Prometheus Message Decoder

Release Note: The Prometheus Message Decoder feature is available in StarTree Platform releases after 0.9.0.

Prometheus Message Decoder

Prometheus is a widely-used open-source monitoring and alerting toolkit that collects and stores time series data from various sources.

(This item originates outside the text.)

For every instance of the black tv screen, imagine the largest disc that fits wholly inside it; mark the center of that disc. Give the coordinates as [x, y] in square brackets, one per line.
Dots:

The Prometheus Message Decoder in Pinot provides native support for ingesting Prometheus-formatted metrics data into pinot tables.

Prometheus Message Format

<metric_name>{<label1>=<value1>,<label2>=<value2>,...} <metric_value> <timestamp>

This format encapsulates the four main components of our schema:

  • <metric_name> corresponds to the metric field (STRING)
  • {<label1>=<value1>,<label2>=<value2>,...} represents the labels field (JSON)
  • <metric_value> maps to the value field (DOUBLE)
  • <timestamp> corresponds to the ts field (TIMESTAMP)

Table schema

ColumnTypeField typeDescription
metricSTRINGDimensionThe name of the Prometheus metric
labelsJSONDimensionA JSON object containing key-value pairs of Prometheus labels
valueDOUBLEMetricThe numeric value of the metric
tsTIMESTAMPDate-TimeThe timestamp when the metric was recorded, in milliseconds since the Unix epoch
  • The schema created for ingesting Prometheus metrics MUST adhere to the format specified above, particularly with respect to the field names and data types.
  • If you require different field names in your Pinot table, you can add transform functions to alias the names.
    • However, the incoming data must match this specified schema for the Prometheus Message Decoder to function correctly.

Schema Configuration

{
  "schemaName": "events",
  "dimensionFieldSpecs": [
    {
      "name": "metric",
      "dataType": "STRING"
    },
    {
      "name": "labels",
      "dataType": "JSON"
    }
  ],
  "metricFieldSpecs": [
    {
      "name": "value",
      "dataType": "DOUBLE"
    }
  ],
"dateTimeFieldSpecs": [{
    "name": "ts",
    "dataType": "TIMESTAMP",
    "format" : "1:MILLISECONDS:EPOCH",
    "granularity": "1:MILLISECONDS"
  }]
}

Sample Table Stream Configuration

When ingesting a Prometheus Message formatted payload from a stream, the decoder used for the stream must be ai.startree.pinot.plugin.inputformat.prometheus.PrometheusMessageDecoder

{
  "tableName": "events",
  "tableType": "REALTIME",
  "segmentsConfig": {
    "timeColumnName": "ts",
    "schemaName": "events",
    "replicasPerPartition": "1"
  },
  "tenants": {},
  "tableIndexConfig": {
    "loadMode": "MMAP",
    "streamConfigs": {
      "streamType": "kafka",
      "stream.kafka.consumer.type": "lowlevel",
      "stream.kafka.topic.name": "events",
      "stream.kafka.decoder.class.name": "ai.startree.pinot.plugin.inputformat.prometheus.PrometheusMessageDecoder",
      "stream.kafka.consumer.factory.class.name": "org.apache.pinot.plugin.stream.kafka20.KafkaConsumerFactory",
      "stream.kafka.broker.list": "localhost:9092",
      "realtime.segment.flush.threshold.rows": "0",
      "realtime.segment.flush.threshold.time": "24h",
      "realtime.segment.flush.threshold.segment.size": "50M",
      "stream.kafka.consumer.prop.auto.offset.reset": "smallest"
    }
  }
}

In the above sample, the Kafka consumer factory used is org.apache.pinot.plugin.stream.kafka20.KafkaConsumerFactory and the decoder associated with this stream is ai.startree.pinot.plugin.inputformat.prometheus.PrometheusMessageDecoder".